Language Change in Polish: From Genitive to Accusative Marked Objects. A Synchronic Corpus Study
Abstract
Since the second half of the twentieth century, scholars have observed a growing tendency to use the accusative instead of the genitive as a case for the object of several Polish verbs. The study provides synchronic corpus data supporting the observation of an incremental shift in case government of certain Polish verbs (e.g. potrzebować: to need) and aims to illuminate the phenomenon based on the theoretical notion of transitivity. On the basis of empirical data gathered from a web corpus from 2019, the current state of the progression is outlined, indicating which semantic and morphological groups of verbs are affected, and, if so, to which extent. It is shown in this paper that, in the standard usage of Polish, the object is marked in the genitive when its affectedness is low (i.e. in events low in transitivity), whereas it appears in the accusative when its affectedness is high (i.e. in events exhibiting high transitivity).
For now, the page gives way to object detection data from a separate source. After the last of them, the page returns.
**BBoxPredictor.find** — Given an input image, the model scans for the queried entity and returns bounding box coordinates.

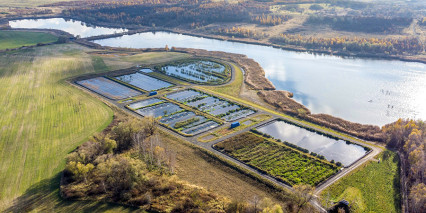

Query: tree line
[212,27,267,39]
[270,34,423,55]
[305,15,413,33]
[63,1,272,27]
[60,115,322,213]
[383,119,426,213]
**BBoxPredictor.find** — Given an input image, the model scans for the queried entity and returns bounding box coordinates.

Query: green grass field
[0,31,58,50]
[215,132,338,186]
[0,45,121,211]
[321,150,401,213]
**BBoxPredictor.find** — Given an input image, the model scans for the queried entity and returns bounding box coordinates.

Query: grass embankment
[0,31,58,50]
[215,132,338,186]
[321,150,401,212]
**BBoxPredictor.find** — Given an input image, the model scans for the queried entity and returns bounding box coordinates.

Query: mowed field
[0,45,116,211]
[321,150,401,213]
[0,31,58,50]
[0,44,286,212]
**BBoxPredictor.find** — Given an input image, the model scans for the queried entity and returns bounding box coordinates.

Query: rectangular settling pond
[128,98,220,135]
[77,77,143,100]
[257,121,367,166]
[115,72,173,91]
[167,90,255,121]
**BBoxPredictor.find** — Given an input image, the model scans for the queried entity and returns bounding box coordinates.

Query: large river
[12,20,426,125]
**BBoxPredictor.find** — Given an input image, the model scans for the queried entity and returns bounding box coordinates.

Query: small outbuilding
[231,121,240,129]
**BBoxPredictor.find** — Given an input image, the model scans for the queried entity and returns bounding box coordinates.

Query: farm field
[0,31,58,50]
[0,45,116,211]
[214,132,338,186]
[156,59,231,85]
[321,150,401,213]
[167,89,255,121]
[0,44,210,212]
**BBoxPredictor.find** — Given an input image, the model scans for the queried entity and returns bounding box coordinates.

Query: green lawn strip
[194,86,383,149]
[214,132,338,186]
[0,31,58,50]
[321,150,401,213]
[0,45,113,211]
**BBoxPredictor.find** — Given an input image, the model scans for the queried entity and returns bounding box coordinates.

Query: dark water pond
[257,121,367,166]
[115,72,173,91]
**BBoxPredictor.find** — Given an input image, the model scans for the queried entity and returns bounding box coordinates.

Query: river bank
[2,15,426,64]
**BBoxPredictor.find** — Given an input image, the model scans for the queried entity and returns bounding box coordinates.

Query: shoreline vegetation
[0,14,426,64]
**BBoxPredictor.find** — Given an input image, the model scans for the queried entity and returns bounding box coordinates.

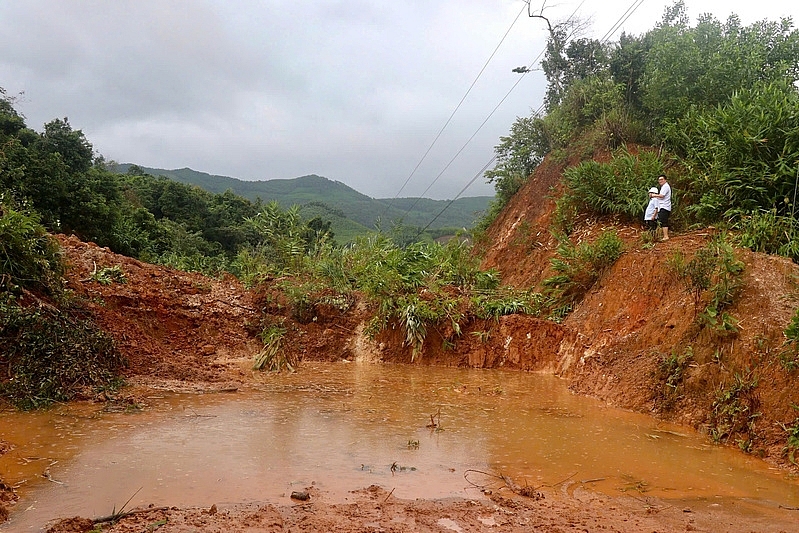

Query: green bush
[655,346,694,411]
[564,148,663,221]
[0,195,64,293]
[543,229,624,307]
[0,295,123,409]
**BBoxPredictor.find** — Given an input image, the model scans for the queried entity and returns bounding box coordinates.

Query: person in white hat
[644,187,660,231]
[657,174,671,241]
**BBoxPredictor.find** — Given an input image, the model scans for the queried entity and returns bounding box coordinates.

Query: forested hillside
[112,164,491,235]
[0,2,799,468]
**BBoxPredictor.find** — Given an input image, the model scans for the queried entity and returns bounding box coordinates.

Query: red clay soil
[0,152,799,533]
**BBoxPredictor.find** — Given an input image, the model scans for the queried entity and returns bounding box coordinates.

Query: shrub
[564,148,663,220]
[655,346,694,411]
[0,297,123,409]
[544,230,624,307]
[0,194,64,294]
[710,373,761,452]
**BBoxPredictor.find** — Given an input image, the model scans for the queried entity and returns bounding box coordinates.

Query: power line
[412,0,644,237]
[381,1,524,216]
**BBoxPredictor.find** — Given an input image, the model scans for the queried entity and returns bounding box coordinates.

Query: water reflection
[0,363,799,531]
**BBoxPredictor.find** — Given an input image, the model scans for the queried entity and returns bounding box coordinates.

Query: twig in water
[92,487,144,524]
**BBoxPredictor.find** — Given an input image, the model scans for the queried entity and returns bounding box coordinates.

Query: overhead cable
[383,1,524,215]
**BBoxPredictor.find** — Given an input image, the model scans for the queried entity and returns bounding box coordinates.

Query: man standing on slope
[655,174,671,241]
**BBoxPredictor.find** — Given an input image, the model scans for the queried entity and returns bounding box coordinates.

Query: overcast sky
[0,0,799,199]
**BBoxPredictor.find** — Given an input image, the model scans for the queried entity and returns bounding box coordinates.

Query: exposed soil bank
[0,153,799,532]
[42,486,794,533]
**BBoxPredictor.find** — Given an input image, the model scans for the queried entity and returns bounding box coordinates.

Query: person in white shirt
[644,187,660,230]
[656,174,671,241]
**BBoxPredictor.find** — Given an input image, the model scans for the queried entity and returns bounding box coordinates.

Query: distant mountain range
[112,163,493,235]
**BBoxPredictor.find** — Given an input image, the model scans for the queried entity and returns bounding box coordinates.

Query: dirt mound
[48,486,792,533]
[59,236,261,389]
[476,156,799,470]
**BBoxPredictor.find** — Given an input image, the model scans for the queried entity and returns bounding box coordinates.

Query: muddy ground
[0,152,799,533]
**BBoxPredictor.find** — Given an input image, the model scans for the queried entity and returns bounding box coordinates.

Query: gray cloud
[0,0,797,198]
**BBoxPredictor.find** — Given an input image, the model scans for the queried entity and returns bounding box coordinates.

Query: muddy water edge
[0,363,799,531]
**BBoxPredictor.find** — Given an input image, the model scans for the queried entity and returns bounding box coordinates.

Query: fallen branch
[92,507,169,524]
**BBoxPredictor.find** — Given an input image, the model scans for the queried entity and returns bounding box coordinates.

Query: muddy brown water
[0,363,799,531]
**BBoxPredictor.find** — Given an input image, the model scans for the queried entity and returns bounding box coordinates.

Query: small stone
[200,344,216,355]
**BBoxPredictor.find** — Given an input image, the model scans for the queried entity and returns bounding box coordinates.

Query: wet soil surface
[0,214,799,533]
[42,486,795,533]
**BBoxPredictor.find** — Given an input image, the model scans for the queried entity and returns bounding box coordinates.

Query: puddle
[0,363,799,531]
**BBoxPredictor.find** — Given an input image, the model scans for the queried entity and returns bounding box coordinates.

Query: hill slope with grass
[109,163,492,229]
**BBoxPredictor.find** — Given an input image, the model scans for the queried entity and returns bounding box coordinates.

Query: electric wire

However, in colloquial Polish, there is a tendency to no longer indicate this distinction, and, in a process of analogical change, the use of the accusative as a structural case (i.e. mainly expressing the syntactic function of objecthood) becomes prevalent. The results of the corpus study suggest that only some groups of verbs governing the genitive case are affected, and that case government is also linked to the semantics of the object and the frequency of the collocation.